Lumbiá trocou rapidamente a lata de amendoim pela caixa de chicletes com a irmã Beba. Fazia um bom tempo que estava andando para lá e para cá, e não havia conseguido vender nada. Quem sabe teria mais sorte se oferecesse chicletes? E, se não desse certo também, procuraria o colega Gunga. Juntos poderiam vender flores. A mãe não gostava daquela espécie de mercadoria. Dizia que flor encalhada era prejuízo certo. Sempre amanheciam murchas. Amendoim e chicletes não.

Lumbiá gostava da florida mercadoria em seus braços. Tinha até um estilo próprio de venda. Ficava observando os casais. O momento propício. Lumbiá ficava por perto olhando de soslaio para a mulher. E, quando notava que ela estava toda mole e o homem derretido, o menino se punha quase entre os dois, com a flor em riste, impondo a mercadoria. O caliente namorado enfiava a mão no bolso, tirava o dinheiro e pegava a rosa. Às vezes, tão distraído no beija-beija estava o casal que a rosa não era colhida das mãos do menino. Lumbiá tinha ainda outros truques. Sabia chorar, quando queria. Sempre começava chorando por safadeza, mas, em meio às lágrimas ensaiadas, o choro real  se confundia. Nas histórias, que inventava nos momentos de choro para comover as pessoas, tinha sempre uma dissimulada verdade. Um dado real da vida dele ou do amigo Gunga se confundia com a invenção do menino. E, enquanto chorava o pranto ensaiado para comover os compradores, contava ora sobre a surra que havia levado da mãe, ora sobre a mercadoria que estava ficando encalhada, ou, ainda, sobre o dinheiro, fruto de seu trabalho, que tinha sido tomado por um menino maior... E aos poucos, em meio às verdades-mentiras que tinha inventado, Lumbiá ia se descobrindo realmente triste, profundamente magoado, atormentado em seu peito-coração menino.


Havia, porém, uma ocasião em que nada ameaçava os dias felizes do menino: o advento do Natal. A cidade se enfeitava com luzes que brotavam de todos os cantos. Entretanto, não era esse pirotécnico espetáculo que seduzia Lumbiá. Nem o personagem Papai Noel gordo. Só havia uma coisa de que o menino gostava no Natal. O presépio com a imagem de Deus-menino.

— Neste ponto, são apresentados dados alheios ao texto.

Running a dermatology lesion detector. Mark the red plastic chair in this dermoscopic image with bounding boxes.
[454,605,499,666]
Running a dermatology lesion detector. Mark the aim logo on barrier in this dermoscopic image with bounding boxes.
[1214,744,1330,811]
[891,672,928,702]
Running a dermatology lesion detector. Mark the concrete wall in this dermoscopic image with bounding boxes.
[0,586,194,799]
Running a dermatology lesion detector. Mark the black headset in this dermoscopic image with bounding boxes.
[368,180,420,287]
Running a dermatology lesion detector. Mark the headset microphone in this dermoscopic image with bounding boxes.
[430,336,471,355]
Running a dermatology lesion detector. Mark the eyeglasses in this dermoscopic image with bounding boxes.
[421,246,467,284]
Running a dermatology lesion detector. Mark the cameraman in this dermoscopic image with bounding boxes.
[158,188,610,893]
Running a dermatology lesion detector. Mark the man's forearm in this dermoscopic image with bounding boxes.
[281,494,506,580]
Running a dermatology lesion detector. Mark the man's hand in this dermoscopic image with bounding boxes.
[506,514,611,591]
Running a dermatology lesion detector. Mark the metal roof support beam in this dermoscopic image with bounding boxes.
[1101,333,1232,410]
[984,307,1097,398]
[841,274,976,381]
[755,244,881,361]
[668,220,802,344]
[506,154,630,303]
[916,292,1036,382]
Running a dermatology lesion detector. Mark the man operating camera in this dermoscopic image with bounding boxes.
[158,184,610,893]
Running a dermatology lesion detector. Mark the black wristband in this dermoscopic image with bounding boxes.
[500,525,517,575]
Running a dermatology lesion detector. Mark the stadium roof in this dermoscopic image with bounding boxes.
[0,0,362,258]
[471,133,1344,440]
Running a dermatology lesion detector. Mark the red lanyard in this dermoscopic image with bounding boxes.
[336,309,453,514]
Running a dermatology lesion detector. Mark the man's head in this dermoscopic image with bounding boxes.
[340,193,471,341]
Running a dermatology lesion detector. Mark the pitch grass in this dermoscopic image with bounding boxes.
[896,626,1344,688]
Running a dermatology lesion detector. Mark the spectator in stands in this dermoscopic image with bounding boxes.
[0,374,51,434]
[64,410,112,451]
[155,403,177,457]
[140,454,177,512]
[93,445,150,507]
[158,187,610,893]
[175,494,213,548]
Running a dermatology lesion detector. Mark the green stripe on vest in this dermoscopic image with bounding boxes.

Todos os anos, desde pequeno, em suas andanças pela cidade com a mãe e mais tarde sozinho, buscava de loja em loja, de igreja em igreja, a cena natalina. Gostava da família, da pobreza de todos, parecia a sua. A casinha simples e a caminha de palha do Deus-menino, pobre; só faltava ser negro como ele. Lumbiá ficava extasiado olhando o presépio, buscando e encontrando o Deus-menino.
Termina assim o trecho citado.